中文很容易! ( Chinese is very easy )

Let's start with the character for wood:  木

It's a vertical line for the trunk, a horizontal for the ground, and two more strokes to make the roots.  Got it?  I thought so.  Not hard to remember is it.  Chinese is built on such simple and logical symbolic representation.  Building blocks with which to form communication.  口 is mouth.  水 is water.  That's a little harder to see (it's like a splash) but really it's not so hard to remember, especially once you do the stroke order and draw it a few times.  田 is a field.  See how it's broken up into four sections for different crops?  With this already we have enough to do some more complex characters.  Let's look at 果.  A field, and tree.  What could that be?  What kind of trees do we put in fields?  OK so this would be easier if you were seeing it in context, such as seeing this character at a market on top of a bunch of fruit.  果 is fruit.

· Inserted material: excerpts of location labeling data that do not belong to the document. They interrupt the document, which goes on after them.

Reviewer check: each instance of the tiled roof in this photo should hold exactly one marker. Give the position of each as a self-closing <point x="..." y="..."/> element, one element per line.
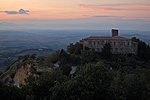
<point x="106" y="38"/>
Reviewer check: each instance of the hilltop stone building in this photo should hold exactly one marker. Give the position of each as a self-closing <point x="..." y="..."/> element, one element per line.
<point x="119" y="45"/>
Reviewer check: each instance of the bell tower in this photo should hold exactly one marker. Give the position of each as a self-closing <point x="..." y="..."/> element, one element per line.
<point x="114" y="32"/>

How about 林 what do you think that means?  Or 森 ?  If you guessed "forest" congratulations, it appears your mind was made for thinking in Chinese.

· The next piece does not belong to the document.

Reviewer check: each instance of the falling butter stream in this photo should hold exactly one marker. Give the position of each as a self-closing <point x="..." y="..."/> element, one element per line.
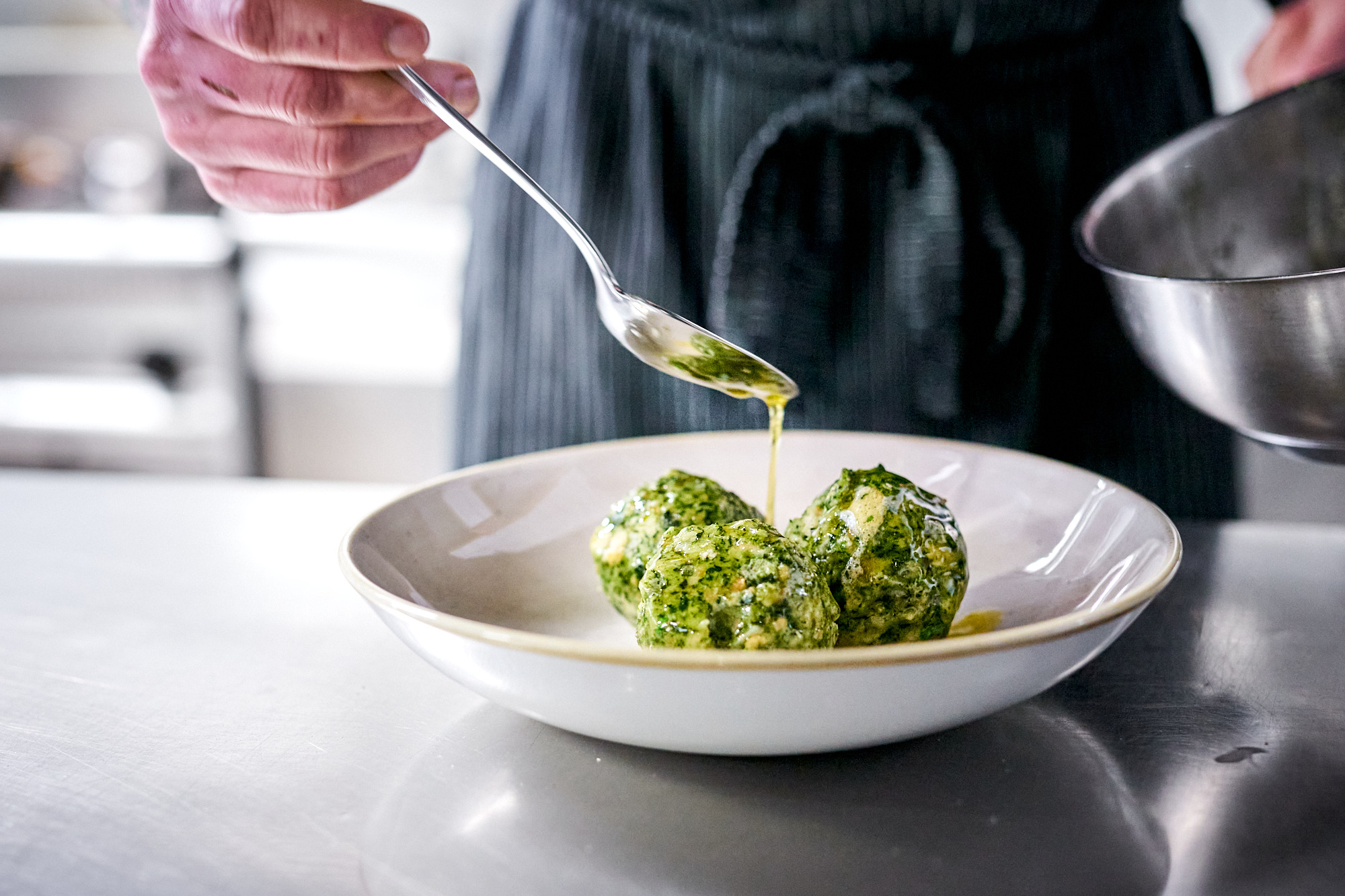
<point x="775" y="404"/>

Let's look at another harder example:

Monday =  星期一

Tuesday = 星期二

Can you perhaps guess what the written form of "Wednesday" is?  Good work!  Things are all simply laid out and logical here.

Now you might have heard that tones are important and that lack of pronunciation clues makes the language difficult.  Not true!  If you speak quickly nobody will notice what tones you use, and even native Chinese speakers don't remember the formal tone of some words (amongst the first three at least, the difference to the 4th is more crucial).  What's really important is context.  As it should be in a language eh?

Is that all?  Nope, just getting started.

In Chinese, every character represents one spoken syllable.  That's right, only one syllable per character.  Like baby talk.  Easy, eh?  And get this:

是  = To be  (shi)

It's a sun on top, and something walking below.  Everything under the sun "is".  Now here's the kicker:  you just learned the verb to be, in all persons, all cases, and all tenses.  That's right, ser y estar, sommes et serrions, all that stuff.  All delegated to context.

Now is this not the easiest human language or what?  One syllable words, built logically and symbolically, with minimal grammar.  No wonder so many people have learned it!

PART 2

中文很难 (Chinese is very difficult)

Uh, OK there.  Lets start by pointing out that suggesting learning a human language is "easy" is absurd.  You're talking about a lifelong study which will never be completed.  Add to that countless idioms, irregularities, and nonsense which is there because it's there.  Chinese is no exception.  Even an average level requires studying root linguistics (in this case studying ancient Chinese), reading lots of books, and speaking for years.  Hardly 容易 is it.

Lets look at two things that make Chinese even worse than that, perhaps the hardest language in existence.  The first is that it has more homophones than any other language.  Heard somebody say "shi"?  Guess what, that could be hundreds of different words.  Sure the verb to be but also teacher, city, stone, feces, ten, and much much more.  Ditto - every other word.  At the end of the day, one word is useless on its own.  You need to provide context out the wazoo.  AND it better be the expected context, or else people will be confused.  You thought three genders was tough for nouns?  There are dozens of different "measure words" in chinese designed to help give context.  Without them you are likely to not be understood.  Good luck.

The other problem is that reading doesn't link with talking all that well.  A full 20% of the characters have no pronunciation clue at all.  This means you will be stuck with knowing words that you don't know how to say, and knowing how to say others that you have no clue how to write.  Good luck with that.

Let's look at the word for "nose" for example: 鼻   Can you even see all these strokes?  How many are there?  OK that's not so hard, it's an eye over a field with a greek pi.  Sure.  Oh it's spoken as pinyin "bi" like the English word bee.

How about the difference between 己 and 已 did you spot that?  Don't confuse either with 巳.

Oh and don't forget sentences like 我了解了。  "Wo liao jie le"  Yes, like other languages you also have different characters written the same.  Good luck!

Sure, having "no grammar" sounds nice at first.  But the fact is that if you have a certain scenario in mind, involving persons and tenses and case, there IS a way to say it in Chinese.  Just use one of half a dozen to a dozen "particles" in just the right way to make sure your context is clear and the order is right.  Sometimes it seems like more work learning how to use these particle suffices than it would be to have a formal grammar.

To make matters worse the situation on the ground is a chaos of dialects.  People from neighboring provinces can hardly understand each other.  Even the writing is different on occasion.

So no, not easy.  Sure a lot of people speak it but it takes kids several years of school to get to the level of reading a chapter book.